Sunday, May 6, 2012

What me Bitter? I don’t thinks so




Some people who read this blog think I’m an angry. That I’m some bitter guy pissed off at the world.

In real life I’m a nice guy. A sweetheart. Easygoing, friendly and a lot of fun to be around. Some even say I’m too nice.

But even though I’m kind I don’t put up with bullshit. When I see bullshit, I call it.

If that’s angry ranting to some, then it’s angry ranting. But it’s not reflective of who I am in real life.

I’ve had to deal with a lot of problems over the past three going on four years. Losing a job, unemployment, and a declining savings. All the while I’ve been trying to start a self-publishing venture.

I’ve had my share of frustrations. I deal with a lot of pressures. When you are out of work and your savings are running low, you’re against the clock to find that next job before your money runs out. That pressure increases when you run into dead ends or have to deal with people who waste your time by asking you to come down to an interview for a job and then don’t even give you a chance to even interview.

In my mind it’s tick-tock. Tick-tock. A race against the clock I’m racing against the clock regarding my money, my age (38 going on 39) and time itself. The longer I stay unemployed the harder it’s going to be to find another job. In another two years I know it’s over. No one hires men over 40 who have been out of work for five years. Especially Black men.

So I’m doing what I can to stay afloat. Working hard towards getting this publishing venture going. Fighting to get sales. Fighting to keep my books in print. Trying to get some money in the house after my unemployment ran out two years ago.

All of this takes money. Money I have to spend. Money that’s disappearing with each passing day.

With each interview I spend close to a fifty dollars getting ready. Haircuts, dry cleaning, printing resumes, and bus fare here in New York City don’t come cheap. All that money is lost when I don’t get the job.

It works my nerves when I spend close to a month preparing to go to interviews like the one for the IT Assistant position at CUNY about a year ago where the guy just decides to change the job description on the fly. Or the CUNY office assistant hiring pools where they bring 30 people in for just ONE or two openings. Then tell all the Black men to leave and allow the Black women and women of other ethnicities to stay. Your name is still on the list but you’re out the fifty bucks you spent preparing to come halfway cross-town for a lousy $26,000 a year $9 an hour job.

On top of the pressures of the job search I have to deal with a lot of bullshit on these job searches. Surly receptionists. Smart-ass interviewers who want to make fun of my clothes and the articulate way I speak. People so smug they don’t think I’m good enough for their retail jobs. Racists who are already looking past me, and Black women with attitudes so nasty it’s a wonder how they keep a job in the first place.
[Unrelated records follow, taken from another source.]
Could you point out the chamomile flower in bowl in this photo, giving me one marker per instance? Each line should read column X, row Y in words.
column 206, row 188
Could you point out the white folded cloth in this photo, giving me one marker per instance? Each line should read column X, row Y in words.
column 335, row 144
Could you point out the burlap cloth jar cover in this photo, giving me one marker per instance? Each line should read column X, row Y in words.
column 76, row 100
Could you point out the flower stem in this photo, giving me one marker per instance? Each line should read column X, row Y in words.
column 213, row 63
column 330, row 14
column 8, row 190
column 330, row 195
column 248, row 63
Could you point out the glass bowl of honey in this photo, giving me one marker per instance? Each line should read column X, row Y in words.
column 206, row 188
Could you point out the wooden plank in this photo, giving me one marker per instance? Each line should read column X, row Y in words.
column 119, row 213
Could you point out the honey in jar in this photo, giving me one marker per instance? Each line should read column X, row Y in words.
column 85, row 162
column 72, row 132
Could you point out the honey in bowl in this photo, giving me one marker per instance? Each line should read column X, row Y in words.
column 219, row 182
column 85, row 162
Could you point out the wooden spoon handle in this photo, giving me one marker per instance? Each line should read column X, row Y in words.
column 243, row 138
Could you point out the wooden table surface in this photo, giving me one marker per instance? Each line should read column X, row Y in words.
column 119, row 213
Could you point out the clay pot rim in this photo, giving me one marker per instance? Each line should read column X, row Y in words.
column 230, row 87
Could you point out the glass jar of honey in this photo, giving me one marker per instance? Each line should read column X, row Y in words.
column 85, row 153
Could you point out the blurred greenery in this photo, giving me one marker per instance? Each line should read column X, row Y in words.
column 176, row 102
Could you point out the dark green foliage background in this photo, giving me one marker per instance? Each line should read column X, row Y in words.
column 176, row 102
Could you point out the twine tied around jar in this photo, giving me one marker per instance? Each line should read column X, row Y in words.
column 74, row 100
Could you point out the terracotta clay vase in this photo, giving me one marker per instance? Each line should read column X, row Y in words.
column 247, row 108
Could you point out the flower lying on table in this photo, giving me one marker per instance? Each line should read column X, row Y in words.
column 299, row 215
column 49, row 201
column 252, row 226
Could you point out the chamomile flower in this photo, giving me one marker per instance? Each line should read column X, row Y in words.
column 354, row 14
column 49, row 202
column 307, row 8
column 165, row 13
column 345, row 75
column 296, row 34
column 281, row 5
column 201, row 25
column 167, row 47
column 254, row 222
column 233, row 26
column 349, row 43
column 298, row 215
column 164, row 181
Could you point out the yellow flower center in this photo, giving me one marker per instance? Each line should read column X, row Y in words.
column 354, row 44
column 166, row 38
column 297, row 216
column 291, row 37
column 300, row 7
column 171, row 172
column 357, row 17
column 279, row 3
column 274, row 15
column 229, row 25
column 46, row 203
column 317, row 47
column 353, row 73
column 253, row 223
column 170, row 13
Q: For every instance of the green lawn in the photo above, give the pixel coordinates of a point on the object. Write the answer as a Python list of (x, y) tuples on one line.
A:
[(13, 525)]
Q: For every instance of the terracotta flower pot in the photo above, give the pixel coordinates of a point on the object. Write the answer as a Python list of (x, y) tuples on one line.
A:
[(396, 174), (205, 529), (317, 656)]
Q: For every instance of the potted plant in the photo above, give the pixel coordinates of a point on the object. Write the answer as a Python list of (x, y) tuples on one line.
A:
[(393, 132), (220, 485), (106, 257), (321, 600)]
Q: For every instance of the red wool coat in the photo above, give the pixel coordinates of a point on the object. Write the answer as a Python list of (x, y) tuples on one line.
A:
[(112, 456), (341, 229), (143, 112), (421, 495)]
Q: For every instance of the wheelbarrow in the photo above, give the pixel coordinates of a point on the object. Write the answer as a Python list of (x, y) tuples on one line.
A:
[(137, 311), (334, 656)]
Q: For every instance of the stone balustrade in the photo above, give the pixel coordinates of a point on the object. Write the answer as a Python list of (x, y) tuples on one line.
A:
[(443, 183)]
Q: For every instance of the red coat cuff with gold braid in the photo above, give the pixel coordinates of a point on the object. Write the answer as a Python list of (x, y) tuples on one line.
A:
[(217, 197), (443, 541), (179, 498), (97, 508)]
Then there are the family members who provide next to no support. Older people who don’t understand how much the world has changed in the last twenty years. Hell, how much it’s changed in the last five. People who insist that their old approaches will work even though they’ve been proven to NOT work. People who don’t understand that doing the same things over and over will get me nowhere but broke.

People who have jobs but won’t lift a finger to help you out. They can talk a lot of shit but when you ask them to step their asses to the plate they give you an excuse. They really don’t want to help, they just want to talk a lot of shit. But that’s Black people.

People who try to help but their co-workers are just assholes.

Sometimes people don’t understand how the little things they say can make a bad situation even worse for someone. Slick little comments that can get under your skin. Stuff that makes you want to punch them in the face. Sometimes you just want to tell people to just shut the fuck up but you don’t want to hurt their feelings or escalate a situation into a bigger fight.

And I run into that a lot dealing with Black people. They just work a nerve. They just frustrate me to the point of making me want to lose it. They don’t’ understand how much pressure I’m under. How I’m walking on a tightrope that’s this close to snapping.

In addition to those pressures, I have to deal with the pressures of living in the South Bronx. Brothers like myself spend most of their time looking over their shoulders worrying about what’s going to go down. A look can turn into a fight. Or a gun battle.

So if I sound bitter in this blog, I’m dealing with a lot of shit. If any of you had to walk a mile in my shoes and deal with the bullshit I’ve had to deal with over the past four years you wouldn’t be smiling either.

1 comment:

  1. When people are emotionally honest with their observations and feelings, we get labeled "bitter" and "a hater". Those words could not be farther from the truth. If *everyone* possessed the ability to be emotionally honest, the world wouldn't have so many fucked up people in it.